Price patterns have zero predictive value, they just can be used to measure risk/reward. When it comes to patterns, correlated market is where it's at. When RSX tanks everytime Oil does, that's a pattern you can trade off of.
Markets haven't changed how price action moves at a baseline level in forever, someone will always lose and capitulate providing opportunity. If what you're doing only works for a week or even only for a year than you're just using a temporary niche or getting lucky that context just happens to match what you're doing. If you understand how the markets work at a deep level than you can trade virtually any market environment. Most strategies are just entry vehicles, it's context that matters. So of course if you're doing a strategy and market changes it can stop working.
It's all inclusive. Experience would be the most beneficial and covering the most ground but you can get context by other means too. What you're asking me to answer is pretty vast. I can list some things in not necessarily any particular order: #1 Macro directional bias (multiple different ways and theories to see this) but essentially is the market macro bullish or macro bearish. #2 Stability of the markets. Are lower time frames active? Meaning after a smaller pull back are buyers showing up in a consistent manner or do we have to pull back on a medium or larger time frame before active and consistent buying is taking place. Is the market just unstable and getting 5-10 points NQ swings in less than a second up and down? Well if you're running a tight stop strategy than probably need to not use that. #3 What did overnight and europe action do? Are we breaking relative highs and going higher? are we stopping before relative highs and having decent pullbacks? are we going above relative highs just a little bit and than candle closing back below the structure and dumping? #4 Is US opening happening more near the overnight lows or overnight highs? and how is it responding most days? Are we opening up and taking out the overnight low first or the overnight high and how do we respond after that. #5 Does it look like larger players are buying to sell or selling to buy? meaning in the micro price action does it look they are just getting people off sides moving market up to take it down or is actually accumulation for an extended move up that has intention for higher. I have no clue how to quantify this it's just a certain look the market gives when trading. Again I can't sit here and list every single thing, but that's just some examples. Context is all inclusive. It's just asking the basic questions: #1 What is the market doing? #2 Do you clearly see and understand what is going on? #3 What entry vehicle do you have to give yourself the best risk/reward to be able to capture that movement.
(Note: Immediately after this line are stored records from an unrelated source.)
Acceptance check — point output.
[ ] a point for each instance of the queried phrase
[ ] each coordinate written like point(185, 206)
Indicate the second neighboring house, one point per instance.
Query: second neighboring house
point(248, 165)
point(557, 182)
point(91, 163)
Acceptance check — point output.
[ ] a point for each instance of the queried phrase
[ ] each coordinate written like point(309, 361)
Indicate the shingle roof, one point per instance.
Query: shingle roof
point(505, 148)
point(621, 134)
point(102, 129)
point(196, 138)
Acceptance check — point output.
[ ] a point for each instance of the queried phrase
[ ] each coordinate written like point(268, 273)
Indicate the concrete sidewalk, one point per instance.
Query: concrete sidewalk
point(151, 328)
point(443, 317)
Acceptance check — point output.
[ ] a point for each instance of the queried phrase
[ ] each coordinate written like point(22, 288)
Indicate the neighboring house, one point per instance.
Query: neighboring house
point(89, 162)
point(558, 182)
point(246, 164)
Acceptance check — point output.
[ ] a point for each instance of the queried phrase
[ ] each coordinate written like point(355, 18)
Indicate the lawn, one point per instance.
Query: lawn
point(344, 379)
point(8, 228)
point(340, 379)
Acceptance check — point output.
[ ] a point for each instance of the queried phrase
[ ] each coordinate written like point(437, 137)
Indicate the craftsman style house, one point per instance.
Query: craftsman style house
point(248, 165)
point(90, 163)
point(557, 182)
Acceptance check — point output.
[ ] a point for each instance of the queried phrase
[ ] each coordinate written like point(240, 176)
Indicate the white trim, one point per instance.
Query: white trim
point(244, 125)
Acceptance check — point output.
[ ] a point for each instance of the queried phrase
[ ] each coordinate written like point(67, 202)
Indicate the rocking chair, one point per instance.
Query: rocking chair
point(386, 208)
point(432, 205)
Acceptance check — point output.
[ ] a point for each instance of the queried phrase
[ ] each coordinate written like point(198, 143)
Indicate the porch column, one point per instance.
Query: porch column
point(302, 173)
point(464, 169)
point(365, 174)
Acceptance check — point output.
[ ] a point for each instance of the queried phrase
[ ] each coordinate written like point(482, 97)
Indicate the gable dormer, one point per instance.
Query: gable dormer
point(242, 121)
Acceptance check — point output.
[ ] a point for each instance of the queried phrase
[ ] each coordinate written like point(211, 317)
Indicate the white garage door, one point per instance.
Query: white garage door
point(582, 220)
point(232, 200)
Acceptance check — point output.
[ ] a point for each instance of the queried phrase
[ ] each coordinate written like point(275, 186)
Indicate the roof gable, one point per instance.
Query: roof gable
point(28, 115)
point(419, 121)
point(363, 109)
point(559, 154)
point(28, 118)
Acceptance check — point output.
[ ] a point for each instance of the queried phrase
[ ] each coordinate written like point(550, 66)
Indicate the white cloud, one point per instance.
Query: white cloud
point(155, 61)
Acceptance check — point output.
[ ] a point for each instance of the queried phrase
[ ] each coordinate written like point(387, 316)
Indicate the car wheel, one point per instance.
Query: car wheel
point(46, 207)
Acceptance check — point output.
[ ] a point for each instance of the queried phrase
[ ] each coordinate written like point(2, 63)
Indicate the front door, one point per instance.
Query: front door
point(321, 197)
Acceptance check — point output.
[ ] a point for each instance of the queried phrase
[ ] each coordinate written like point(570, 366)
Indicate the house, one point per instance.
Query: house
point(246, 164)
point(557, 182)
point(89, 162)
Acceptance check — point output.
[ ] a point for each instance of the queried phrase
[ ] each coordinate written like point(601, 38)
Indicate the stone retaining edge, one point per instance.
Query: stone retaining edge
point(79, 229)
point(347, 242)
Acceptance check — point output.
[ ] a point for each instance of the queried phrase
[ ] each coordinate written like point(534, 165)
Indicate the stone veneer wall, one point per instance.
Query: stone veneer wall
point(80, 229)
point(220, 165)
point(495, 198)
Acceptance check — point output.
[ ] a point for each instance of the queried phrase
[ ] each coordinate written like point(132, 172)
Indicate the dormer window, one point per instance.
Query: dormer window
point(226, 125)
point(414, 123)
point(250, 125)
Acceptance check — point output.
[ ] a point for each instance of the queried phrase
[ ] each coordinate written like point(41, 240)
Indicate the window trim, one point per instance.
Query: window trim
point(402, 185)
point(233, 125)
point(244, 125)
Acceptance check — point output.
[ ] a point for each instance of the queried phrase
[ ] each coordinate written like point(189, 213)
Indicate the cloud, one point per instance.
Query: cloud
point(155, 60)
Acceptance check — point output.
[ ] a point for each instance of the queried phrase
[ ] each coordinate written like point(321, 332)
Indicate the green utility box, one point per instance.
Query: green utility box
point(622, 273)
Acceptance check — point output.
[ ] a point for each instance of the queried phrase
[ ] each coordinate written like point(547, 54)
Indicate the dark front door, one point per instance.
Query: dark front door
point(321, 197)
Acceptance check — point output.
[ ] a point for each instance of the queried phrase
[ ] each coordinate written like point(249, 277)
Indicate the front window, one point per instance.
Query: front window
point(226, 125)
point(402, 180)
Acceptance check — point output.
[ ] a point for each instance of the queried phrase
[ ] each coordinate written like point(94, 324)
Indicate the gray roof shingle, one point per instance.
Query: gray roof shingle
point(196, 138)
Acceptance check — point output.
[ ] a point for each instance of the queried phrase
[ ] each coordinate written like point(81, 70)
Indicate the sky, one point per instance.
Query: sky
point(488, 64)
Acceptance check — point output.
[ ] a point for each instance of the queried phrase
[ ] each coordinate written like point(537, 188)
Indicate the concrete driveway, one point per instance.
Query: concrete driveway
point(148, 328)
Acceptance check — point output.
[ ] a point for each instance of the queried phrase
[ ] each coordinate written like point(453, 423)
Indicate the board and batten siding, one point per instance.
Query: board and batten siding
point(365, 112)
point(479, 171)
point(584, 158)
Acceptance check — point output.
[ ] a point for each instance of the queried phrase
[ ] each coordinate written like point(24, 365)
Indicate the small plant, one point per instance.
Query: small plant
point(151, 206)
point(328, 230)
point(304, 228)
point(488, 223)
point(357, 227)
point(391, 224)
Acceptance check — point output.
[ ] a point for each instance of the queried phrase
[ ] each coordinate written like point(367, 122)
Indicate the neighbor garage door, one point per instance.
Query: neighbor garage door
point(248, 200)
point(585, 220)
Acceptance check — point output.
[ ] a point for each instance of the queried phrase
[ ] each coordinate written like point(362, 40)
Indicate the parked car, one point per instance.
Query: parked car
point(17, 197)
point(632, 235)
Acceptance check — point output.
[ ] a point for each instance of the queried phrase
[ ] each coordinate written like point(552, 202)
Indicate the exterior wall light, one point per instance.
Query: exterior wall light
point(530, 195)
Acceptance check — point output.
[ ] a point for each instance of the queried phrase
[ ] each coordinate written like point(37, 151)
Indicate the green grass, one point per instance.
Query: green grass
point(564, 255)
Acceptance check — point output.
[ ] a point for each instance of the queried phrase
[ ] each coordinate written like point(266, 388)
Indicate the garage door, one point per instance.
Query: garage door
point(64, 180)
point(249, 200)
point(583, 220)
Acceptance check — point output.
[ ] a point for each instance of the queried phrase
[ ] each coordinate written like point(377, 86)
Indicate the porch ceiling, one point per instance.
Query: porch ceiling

Totally related and agreed with you, experience is king in the markets. But there's always something new to learn, right? For me, it boils down to three things: Big picture, then specifics, Learning the market's language, Building a solid strategy: I define my risk tolerance and create clear entry and exit criteria based on my analysis. Even the best analysis can't guarantee success, so managing risk is crucial. It's a continuous learning process, and the ability to adapt your approach based on market conditions is key.